SPRAY Além do peso específico que haverá na folha de pagamento com a queda do redutor para advogados e delegados de polícia a partir de agosto, o governo vai pagar atrasados dos juízes em 80 prestações. - Como a situação financeira do Paraná é delicada e a arrecadação reage pouco, o desequilíbrio persistirá, além, é claro, dos transbordamentos de época eleitoral. - O governo não vai poder dar um tombo nos servidores, que se beneficiariam com a derrubada do redutor, sob a alegação de impedimento eleitoral porque essa questão foi decidida em acordo nos autos de um processo, com os interessados abrindo mão do seu direito (que não era pequeno) a atrasados. - Advogado público pode atuar contra o governo? Não. Esse impedimento vai a registro nos assentamentos de restruição (uma capitis diminutio dos romanos). Nessa questão rumorosa de terras, dos grilos Boa Esperança e Apertados, um advogado do Estado aparece publicando até editais na imprensa como autor da reivindicação. - É que o mau exemplo vem do sistema, com gente do governo e aparentados com ações pesadas contra o poder público. Um governo que protege seus parentes diretos perde moral para mediar essa barbárie. - Cascavel está furiosa com reportagem da revista Fatos, em que um detetive particular, especializado em áreas da infidelidade conjugal, diz que a cidade tem muito mais corno do que se imagina. Num saque meio terrorista, anuncia que pode haver escuta eletrônica na Câmara Municipal. - Em Curitiba houve um caso de grampo telefônico, explorado pelo então vereador Marcelo Almeida, que rendeu bronca até hoje tramitando na Justiça.

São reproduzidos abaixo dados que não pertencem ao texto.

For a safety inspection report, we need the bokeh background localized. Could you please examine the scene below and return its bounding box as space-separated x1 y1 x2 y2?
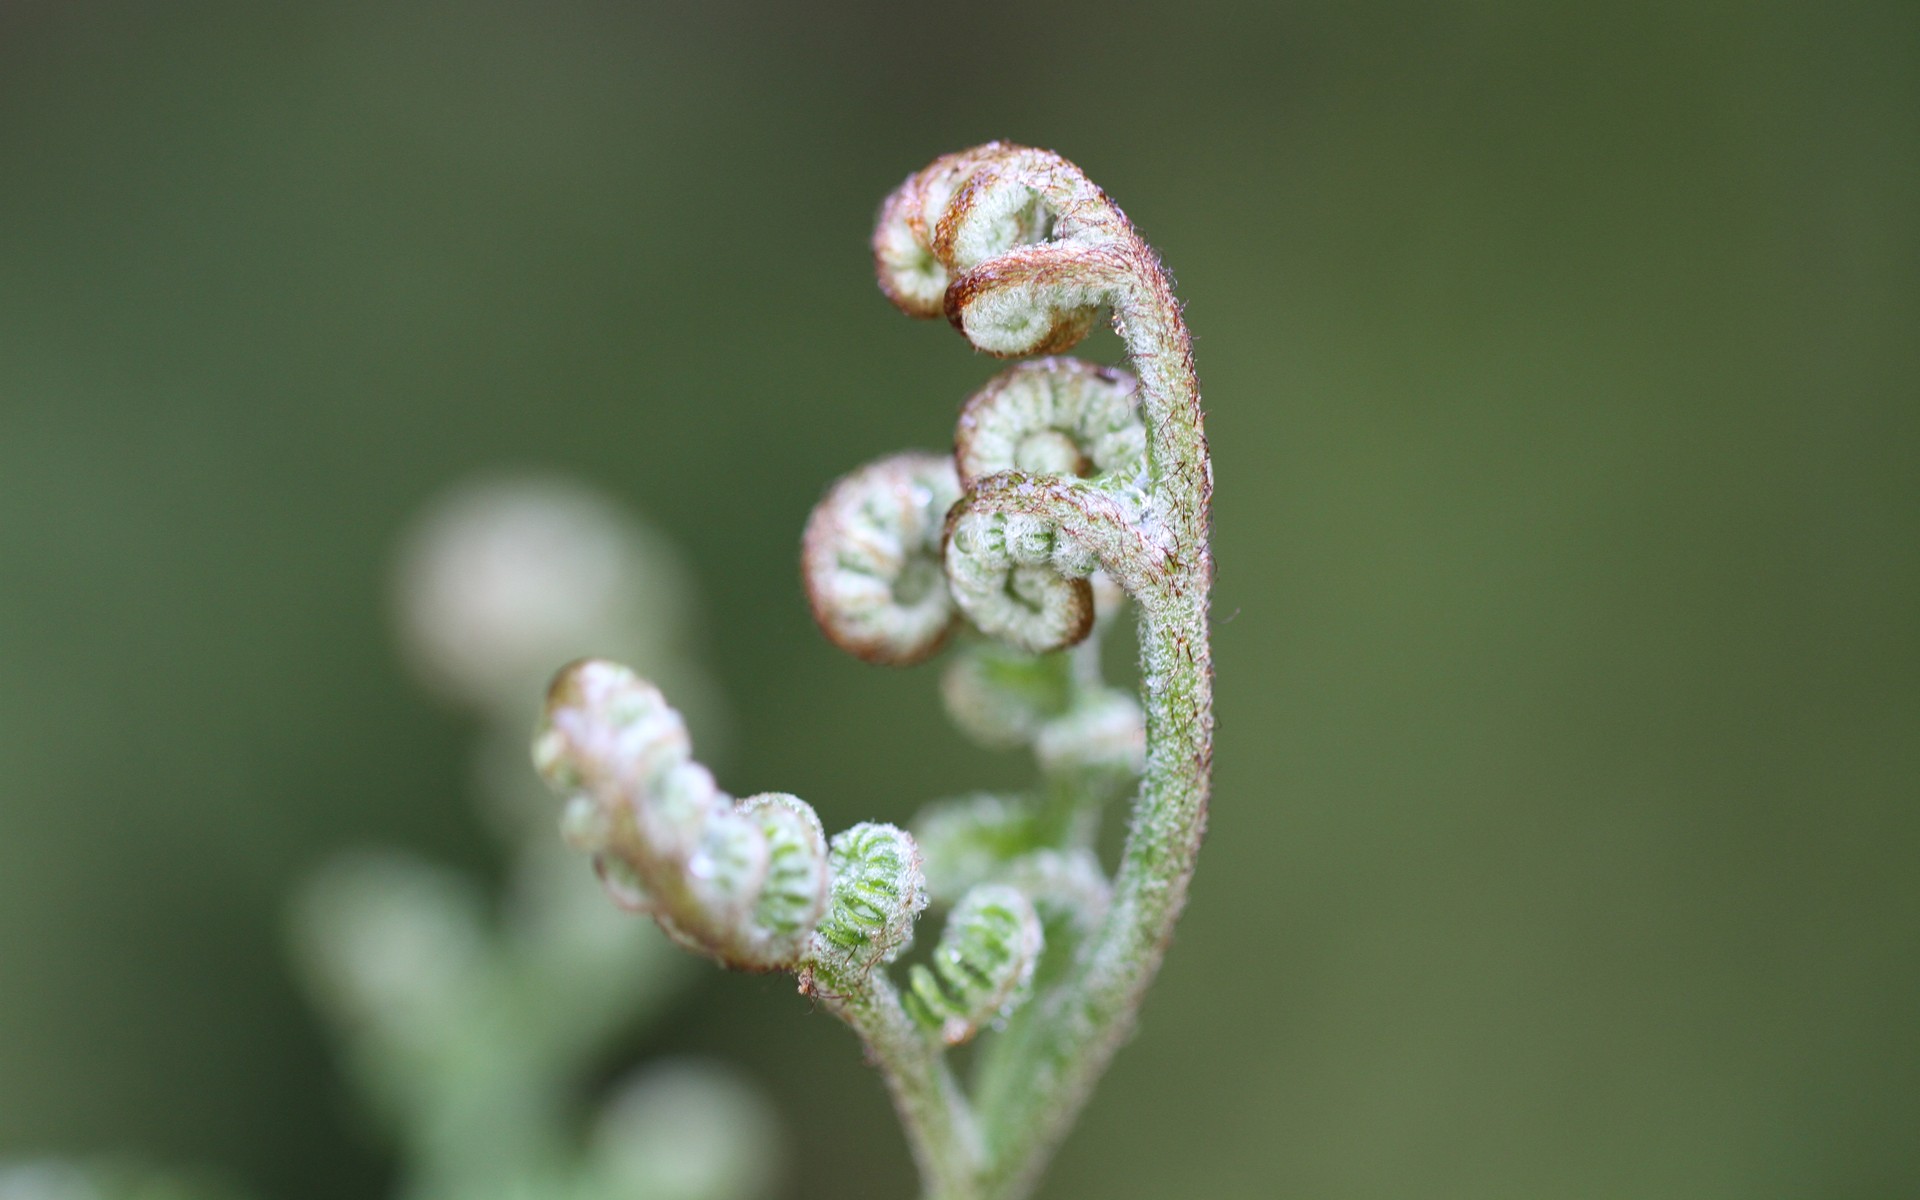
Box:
2 2 1916 1197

FOLCLORE Chicago Hope, série de medicina tanto na TV a cabo como na aberta (Record), apresentou, nesta semana, um episódio de cirurgia cardíaca em que o médico, por não ter recebido um coração para o transplante, anuncia que vai, na emergência, adotar o método Batista (Randas, aqui da terra) e tira um naco do coração da paciente com pleno sucesso. Paranistas ficaram com o coração fatiado de emoção pelo justo reconhecimento às habilidades do cirurgião paranaense.
CROMO Pode até ser bonita e fazer rendilhado na relva, no orvalho congelado, mas como a geada agride, especialmente o café, e aí as nossas esperanças.